Lloyd Bonafide
Senior Member
- Joined
- Jan 15, 2006
- Professional Status
- Certified Residential Appraiser
- State
- California
Is it possible that banks are sometimes selling their non-performing loans at 20 to 30 cents on the dollar? That seems incredible to me. Maybe it's possible, in some areas where prices have already declined by 50%?
http://www.bloomberg.com/apps/news?pid=20601109&sid=acNLJ7FGT15U&refer=home
http://www.bloomberg.com/apps/news?pid=20601109&sid=acNLJ7FGT15U&refer=home
May 15 (Bloomberg) -- The way out of the worst U.S. housing slump since the 1930s goes through Angel Gutierrez.
Gutierrez buys bad mortgages a dozen at a time for a fraction of their face value from lenders overwhelmed by the highest number of defaults in 23 years.
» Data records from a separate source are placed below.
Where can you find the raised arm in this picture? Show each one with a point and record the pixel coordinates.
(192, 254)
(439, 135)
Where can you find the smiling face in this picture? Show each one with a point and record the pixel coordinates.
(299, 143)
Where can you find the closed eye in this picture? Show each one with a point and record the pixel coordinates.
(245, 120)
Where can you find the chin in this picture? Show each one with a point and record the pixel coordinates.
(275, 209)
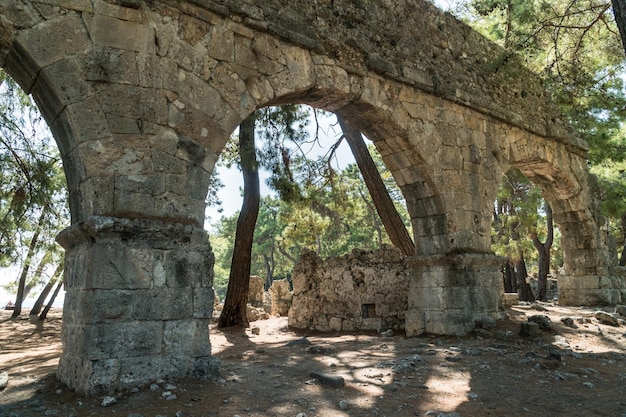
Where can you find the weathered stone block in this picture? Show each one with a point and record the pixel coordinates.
(123, 339)
(49, 42)
(455, 322)
(165, 303)
(529, 329)
(203, 302)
When he goes door to door to negotiate lower payments for homeowners or pay them to move so he can sell the house, he's speeding up the recovery by establishing a price for the homes and flushing out the least reliable borrowers.
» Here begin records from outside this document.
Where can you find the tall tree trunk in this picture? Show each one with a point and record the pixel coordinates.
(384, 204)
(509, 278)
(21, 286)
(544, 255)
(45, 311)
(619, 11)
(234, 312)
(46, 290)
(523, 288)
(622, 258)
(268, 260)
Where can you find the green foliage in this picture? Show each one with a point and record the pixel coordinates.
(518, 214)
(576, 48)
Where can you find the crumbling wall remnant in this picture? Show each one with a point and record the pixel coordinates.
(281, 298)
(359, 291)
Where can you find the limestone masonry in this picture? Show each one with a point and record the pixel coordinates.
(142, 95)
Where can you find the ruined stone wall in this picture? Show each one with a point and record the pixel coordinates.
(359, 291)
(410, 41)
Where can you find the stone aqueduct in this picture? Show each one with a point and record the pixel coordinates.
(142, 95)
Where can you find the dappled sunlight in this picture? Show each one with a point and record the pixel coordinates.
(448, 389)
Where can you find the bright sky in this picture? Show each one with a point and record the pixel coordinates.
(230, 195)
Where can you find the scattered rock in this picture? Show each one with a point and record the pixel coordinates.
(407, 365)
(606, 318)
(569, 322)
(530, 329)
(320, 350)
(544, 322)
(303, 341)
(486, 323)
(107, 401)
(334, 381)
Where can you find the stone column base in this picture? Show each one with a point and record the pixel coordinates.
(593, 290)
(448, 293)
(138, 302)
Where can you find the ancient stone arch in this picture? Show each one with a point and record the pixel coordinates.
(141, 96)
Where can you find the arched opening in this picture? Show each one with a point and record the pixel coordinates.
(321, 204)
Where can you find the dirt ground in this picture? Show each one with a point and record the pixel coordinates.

``You buy the mortgage for pennies on the dollar, carry the big stick, tell the homeowner how it's going to be, then double your money very easily,'' Gutierrez said.
Gutierrez and his wife Brenda, based in San Diego, are a two- person shop in an industry that is attracting deep-pocketed investors such as BlackRock Inc., which manages $1.36 trillion in assets. While Gutierrez said he can buy up to $300,000 of bad loans with his own money and has funding sources for about $1 million, New York-based BlackRock plans to raise $2 billion to invest in discount mortgages.
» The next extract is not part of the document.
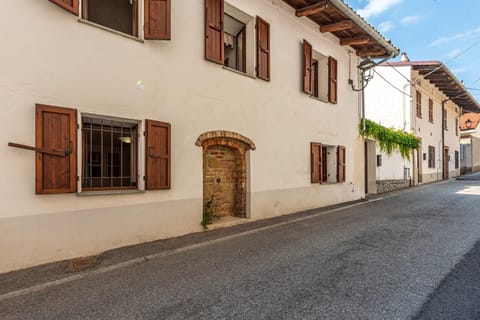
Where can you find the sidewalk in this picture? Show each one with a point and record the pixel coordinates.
(116, 258)
(470, 176)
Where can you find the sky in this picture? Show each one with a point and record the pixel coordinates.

The homeowner was $365,000 under water after buying the house with no money down in June 2005, according to a spreadsheet listing about 30 loans for sale by a national mortgage servicer that Gutierrez referred to in his truck. If Gutierrez bought the note for 20 cents on the dollar, or $73,000, he could probably get the owner to leave by giving her $5,000 for moving expenses, then sell the home for about $150,000, well below even the neighborhood's declining market value, he said. That would leave him a profit of about $70,000.